Um segundo tema na teologia do Papa diz respeito à fé, em torno da qual depois do Concílio Vaticano II seguiu-se um sentimento de incerteza: o que realmente vale na Igreja? No que devemos crer? O que temos que fazer? O que é o bem e o mal? O Papa, ainda como teólogo nos anos 60, deu uma série de aulas na Universidade de Tubinga para todas as faculdades, não só a de Teologia, sobre o credo apostólico, uma “Introdução ao Cristianismo”, tentando explicar em termos claros e compreensíveis o núcleo da fé, isto é, o que significa para nós hoje crer em Deus Pai Criador, crer no Filho de Deus que se fez homem e que morreu e ressuscitou por nós, crer no Espírito Santo, na Igreja Católica, na vida eterna.

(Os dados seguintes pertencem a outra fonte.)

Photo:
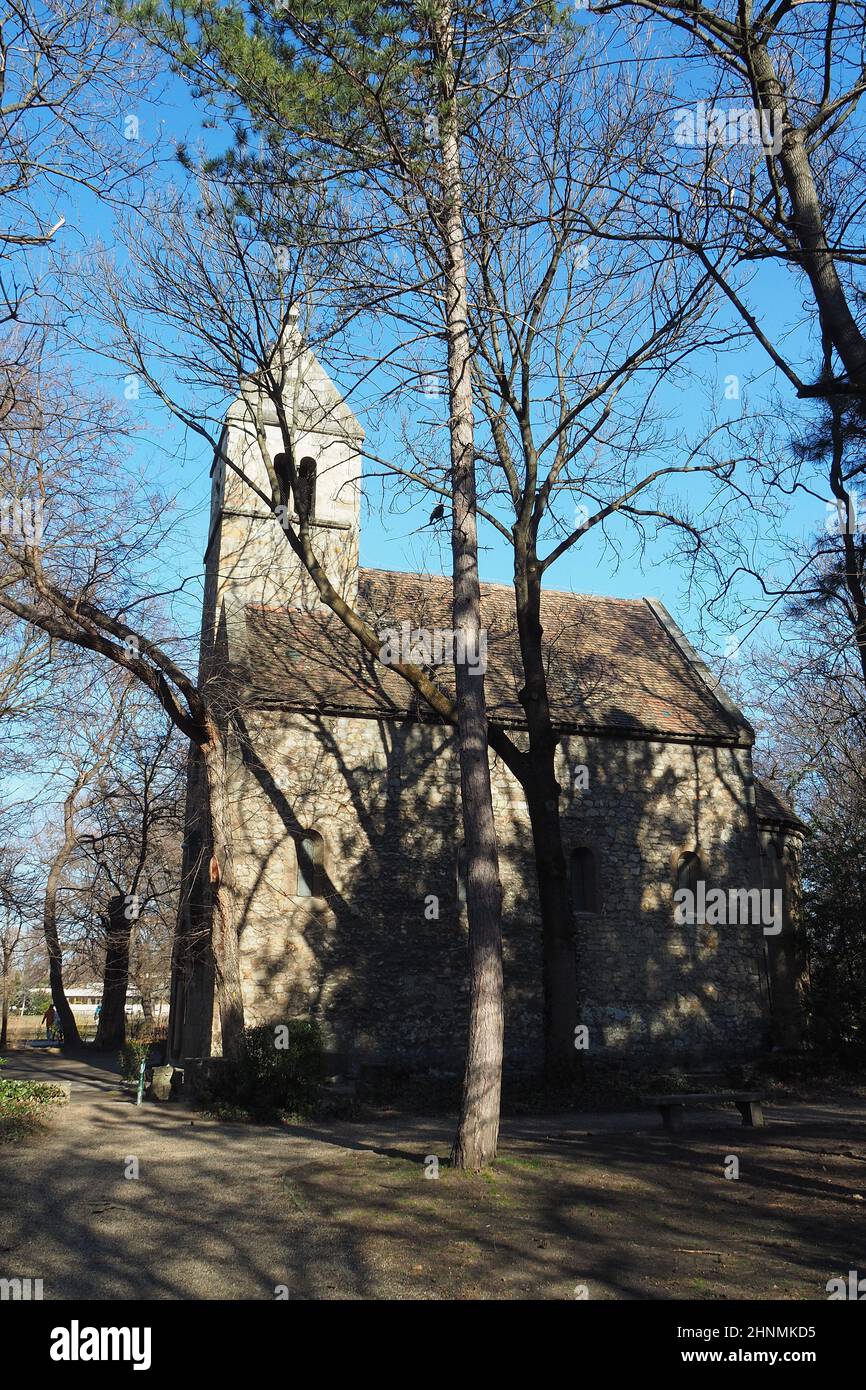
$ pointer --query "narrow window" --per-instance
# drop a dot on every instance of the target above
(309, 865)
(584, 895)
(688, 870)
(688, 873)
(306, 488)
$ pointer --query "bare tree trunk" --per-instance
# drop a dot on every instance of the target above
(4, 966)
(478, 1126)
(808, 220)
(224, 908)
(49, 922)
(111, 1032)
(542, 794)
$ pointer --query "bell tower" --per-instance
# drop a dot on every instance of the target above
(249, 559)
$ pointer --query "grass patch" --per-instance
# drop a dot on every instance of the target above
(24, 1105)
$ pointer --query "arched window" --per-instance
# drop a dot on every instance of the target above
(306, 488)
(773, 865)
(688, 870)
(310, 865)
(584, 887)
(462, 876)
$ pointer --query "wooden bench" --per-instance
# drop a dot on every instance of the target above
(673, 1107)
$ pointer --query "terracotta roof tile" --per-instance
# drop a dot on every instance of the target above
(612, 665)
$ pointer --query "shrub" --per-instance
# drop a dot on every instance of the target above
(280, 1072)
(22, 1105)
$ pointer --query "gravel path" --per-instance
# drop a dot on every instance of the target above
(344, 1209)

O Papa tem o dom único de oferecer realmente uma visão do conjunto da fé. Isto é muito importante. A fé não é um grande peso que torna difícil a nossa vida. Não, a fé é justamente o contrário. A fé é principalmente uma relação de amor entre Deus e o homem, entre o Deus que atrai o homem para si e o homem que se deixa atrair para Deus naquela grande família que é a Igreja. A fé é uma relação de amor que nos ajuda, nos sustenta, nos encoraja e nos guia em direção à felicidade.

Um último ponto importante na teologia do Papa é a questão crucial de Jesus Cristo. O Papa escreveu muito sobre isso, principalmente nos últimos tempos. Ele sabe que a grande questão hoje é: quem é Jesus? É só um dos grandes fundadores como Buda, como Confúcio, como Maomé, como outros? Ou é diferente? O Papa tenta mostrar que Jesus é diferente de todos os outros fundadores de religiões. Em Jesus realmente aparece o rosto de Deus. Então, a Palavra de Jesus não é como as outras palavras, é a última Palavra, a Palavra definitiva de Deus porque Ele é o Filho de Deus. Nos diz realmente palavras de vida eterna. Os livros de Jesus Cristo que o Papa publica nestes anos são uma explicação dos passos mais importantes do Evangelho. Nos mostram quem é Jesus, o que nos oferece com a sua vida, o que significam a sua morte e a sua ressurreição. Neste sentido o Papa quer explicar o núcleo fundamental do Cristianismo, a nossa fé em Jesus Cristo, verdadeiro Deus e verdadeiro homem, em Jesus que revela o coração de Deus, que é Amor, Verdade, Misericórdia, que revela quem é o homem, uma criatura realmente amada por Deus, remida por Deus, buscada por Deus, salva por Deus. É uma visão muito bela da fé que o Papa nos oferece.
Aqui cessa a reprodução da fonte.